Hi Branden! On 1/20/23 18:55, G. Branden Robinson wrote:
[re-ordering the mail I'm quoting] Hi Alex, I have some observations on your deprecation initiative and people's reactions to it.
Sure :)
At 2023-01-20T14:12:07+0100, Alejandro Colomar wrote:All implementations of sscanf(3) produce Undefined Behavior (UB), AFAIK. How much you consider UB to be a real-world issue differs for each programmer, but I tend to consider all UB to be as bad as nasal demons. I'm not saying UB shouldn't exist, just that you shouldn't invoke it. And a function that is used for scanning user input is one of those places where you really want to avoid invoking UB.If there are common idioms that result in UB, it might be worth documenting this in the man page, with a citation to the relevant clause of the standard that declares it thus.

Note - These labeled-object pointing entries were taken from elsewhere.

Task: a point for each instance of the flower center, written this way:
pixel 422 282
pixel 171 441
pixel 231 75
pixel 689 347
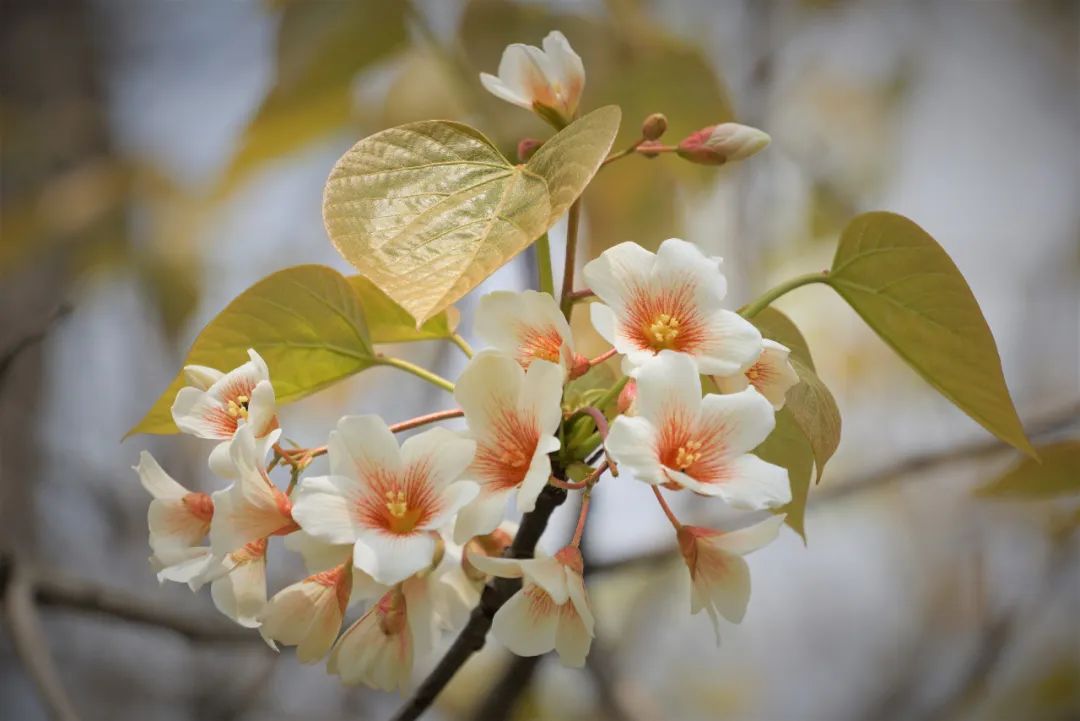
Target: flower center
pixel 687 454
pixel 238 407
pixel 664 330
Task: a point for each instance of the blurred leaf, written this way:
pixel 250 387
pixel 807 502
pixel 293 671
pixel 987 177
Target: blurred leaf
pixel 910 293
pixel 810 402
pixel 427 211
pixel 787 447
pixel 569 160
pixel 306 322
pixel 390 323
pixel 321 49
pixel 1055 473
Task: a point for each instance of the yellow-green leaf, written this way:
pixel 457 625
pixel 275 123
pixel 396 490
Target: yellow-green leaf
pixel 1055 473
pixel 811 404
pixel 389 323
pixel 910 293
pixel 569 160
pixel 321 49
pixel 429 209
pixel 787 447
pixel 306 322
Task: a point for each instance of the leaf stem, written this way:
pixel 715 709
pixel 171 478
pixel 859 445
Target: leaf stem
pixel 423 373
pixel 462 343
pixel 768 297
pixel 571 246
pixel 547 280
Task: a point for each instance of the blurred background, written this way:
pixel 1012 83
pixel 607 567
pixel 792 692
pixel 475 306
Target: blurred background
pixel 161 155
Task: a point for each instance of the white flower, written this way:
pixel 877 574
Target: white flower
pixel 252 507
pixel 545 80
pixel 683 440
pixel 217 404
pixel 771 375
pixel 239 583
pixel 379 648
pixel 527 326
pixel 513 416
pixel 719 576
pixel 551 611
pixel 387 501
pixel 308 614
pixel 670 300
pixel 178 520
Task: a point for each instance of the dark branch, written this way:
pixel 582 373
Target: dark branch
pixel 471 638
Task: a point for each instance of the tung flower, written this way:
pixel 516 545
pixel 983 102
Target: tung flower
pixel 387 501
pixel 670 300
pixel 771 375
pixel 683 440
pixel 527 326
pixel 719 576
pixel 551 611
pixel 548 81
pixel 217 404
pixel 513 416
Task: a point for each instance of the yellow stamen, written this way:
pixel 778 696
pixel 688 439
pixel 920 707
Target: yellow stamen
pixel 688 454
pixel 664 330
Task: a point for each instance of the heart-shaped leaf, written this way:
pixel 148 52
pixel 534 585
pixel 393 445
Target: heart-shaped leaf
pixel 910 293
pixel 811 404
pixel 306 322
pixel 427 211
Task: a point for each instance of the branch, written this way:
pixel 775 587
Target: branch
pixel 471 638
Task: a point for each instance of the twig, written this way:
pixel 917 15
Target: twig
pixel 471 638
pixel 30 642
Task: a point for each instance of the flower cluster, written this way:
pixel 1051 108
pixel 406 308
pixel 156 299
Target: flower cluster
pixel 413 531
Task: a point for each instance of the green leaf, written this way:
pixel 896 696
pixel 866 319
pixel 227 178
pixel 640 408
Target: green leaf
pixel 427 211
pixel 321 49
pixel 1055 473
pixel 910 293
pixel 811 404
pixel 390 323
pixel 569 160
pixel 787 447
pixel 306 322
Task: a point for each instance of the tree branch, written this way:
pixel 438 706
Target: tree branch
pixel 472 637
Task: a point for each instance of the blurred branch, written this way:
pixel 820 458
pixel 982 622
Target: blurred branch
pixel 29 340
pixel 50 587
pixel 29 640
pixel 1039 429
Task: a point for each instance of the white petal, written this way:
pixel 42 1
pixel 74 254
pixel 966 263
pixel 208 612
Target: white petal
pixel 158 484
pixel 391 558
pixel 242 594
pixel 521 628
pixel 444 452
pixel 481 516
pixel 741 421
pixel 368 444
pixel 732 344
pixel 667 384
pixel 755 485
pixel 752 538
pixel 632 443
pixel 615 274
pixel 323 507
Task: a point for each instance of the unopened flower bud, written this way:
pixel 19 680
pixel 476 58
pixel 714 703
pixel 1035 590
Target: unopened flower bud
pixel 720 144
pixel 653 126
pixel 626 397
pixel 526 148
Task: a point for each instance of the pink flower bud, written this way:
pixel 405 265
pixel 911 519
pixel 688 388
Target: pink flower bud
pixel 526 148
pixel 720 144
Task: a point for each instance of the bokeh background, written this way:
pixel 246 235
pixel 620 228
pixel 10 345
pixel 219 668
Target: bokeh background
pixel 161 155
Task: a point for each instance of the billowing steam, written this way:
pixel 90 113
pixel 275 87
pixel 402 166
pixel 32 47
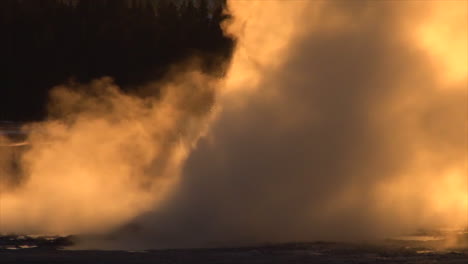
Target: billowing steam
pixel 103 157
pixel 338 120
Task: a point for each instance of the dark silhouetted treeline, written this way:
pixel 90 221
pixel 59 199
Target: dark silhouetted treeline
pixel 48 42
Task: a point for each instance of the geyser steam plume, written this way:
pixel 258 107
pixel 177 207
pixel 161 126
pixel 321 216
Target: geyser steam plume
pixel 103 157
pixel 337 120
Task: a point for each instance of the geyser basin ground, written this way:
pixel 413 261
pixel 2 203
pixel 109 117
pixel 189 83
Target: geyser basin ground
pixel 388 251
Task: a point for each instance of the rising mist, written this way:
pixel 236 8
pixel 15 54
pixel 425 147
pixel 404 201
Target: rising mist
pixel 337 120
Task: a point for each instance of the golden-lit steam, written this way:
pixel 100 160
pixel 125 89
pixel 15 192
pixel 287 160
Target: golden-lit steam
pixel 443 34
pixel 104 157
pixel 338 120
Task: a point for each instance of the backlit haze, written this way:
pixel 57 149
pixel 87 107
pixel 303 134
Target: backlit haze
pixel 337 120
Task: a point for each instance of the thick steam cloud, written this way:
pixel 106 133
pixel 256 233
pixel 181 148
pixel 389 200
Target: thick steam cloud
pixel 341 120
pixel 103 157
pixel 337 120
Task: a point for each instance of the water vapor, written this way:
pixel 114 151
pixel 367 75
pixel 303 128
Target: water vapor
pixel 337 120
pixel 341 120
pixel 103 157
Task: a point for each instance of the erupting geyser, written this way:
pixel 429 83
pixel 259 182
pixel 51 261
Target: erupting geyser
pixel 336 120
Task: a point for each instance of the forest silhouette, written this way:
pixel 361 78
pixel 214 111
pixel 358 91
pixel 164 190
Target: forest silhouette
pixel 50 42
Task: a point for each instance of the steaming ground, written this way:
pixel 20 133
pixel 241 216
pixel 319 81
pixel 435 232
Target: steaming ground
pixel 337 120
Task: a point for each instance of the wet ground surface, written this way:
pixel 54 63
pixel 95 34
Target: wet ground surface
pixel 51 250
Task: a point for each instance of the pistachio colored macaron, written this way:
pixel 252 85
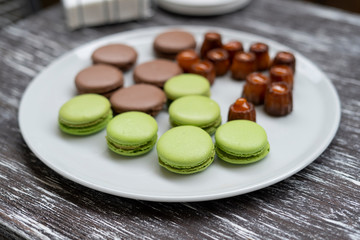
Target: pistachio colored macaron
pixel 186 84
pixel 131 133
pixel 84 114
pixel 185 150
pixel 195 110
pixel 241 142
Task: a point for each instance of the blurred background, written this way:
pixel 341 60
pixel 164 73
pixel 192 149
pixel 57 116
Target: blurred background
pixel 14 10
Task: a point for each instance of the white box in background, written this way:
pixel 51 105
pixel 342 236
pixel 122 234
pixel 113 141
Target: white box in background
pixel 81 13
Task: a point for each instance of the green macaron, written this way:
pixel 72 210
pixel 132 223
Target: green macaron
pixel 84 114
pixel 195 110
pixel 131 133
pixel 241 142
pixel 186 84
pixel 185 150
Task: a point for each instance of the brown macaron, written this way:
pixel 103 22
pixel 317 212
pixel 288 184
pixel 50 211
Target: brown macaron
pixel 156 72
pixel 118 55
pixel 139 97
pixel 169 44
pixel 101 79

Okay. See proposed diff below
I agree that UB is something to be avoided and I think most other programmers do too. The advantage to this approach is that if they disagree, they can take their argument to the standards body instead of litigating it with you.
:)
This is similar but different to bzero(3). bzero(3) was broken or slow in some implementations. That's probably why it was never added to ISO C, and why POSIX later removed it. The API wasn't bad, and in fact it's great, I prefer it over memset(3). The difference between bzero(3) and sscanf(3) is that bzero(3) has now been fixed,I still don't share your preference here. The exposure of a more general interface (memset) by a general-purpose library when the implementation otherwise has no additional implementation cost is the correct choice.
While I share your interest in general-purpose over specialized, and that's in essence the essence of Unix, I also believe that encapsulation is very necessary for writing readable code.
Your (and many others') proposal of having a project-specific macro for bzero(3) seems reasonable in absence of a standard name for it. However, having a POSIX-blessed (until recently) name for such an interface, I'd prefer sticking to it. Otherwise, we risk having bzero(), memzero(), zerobytes(), zero(), ... which is not crazy, but hey, I prefer less moving parts when reading code :)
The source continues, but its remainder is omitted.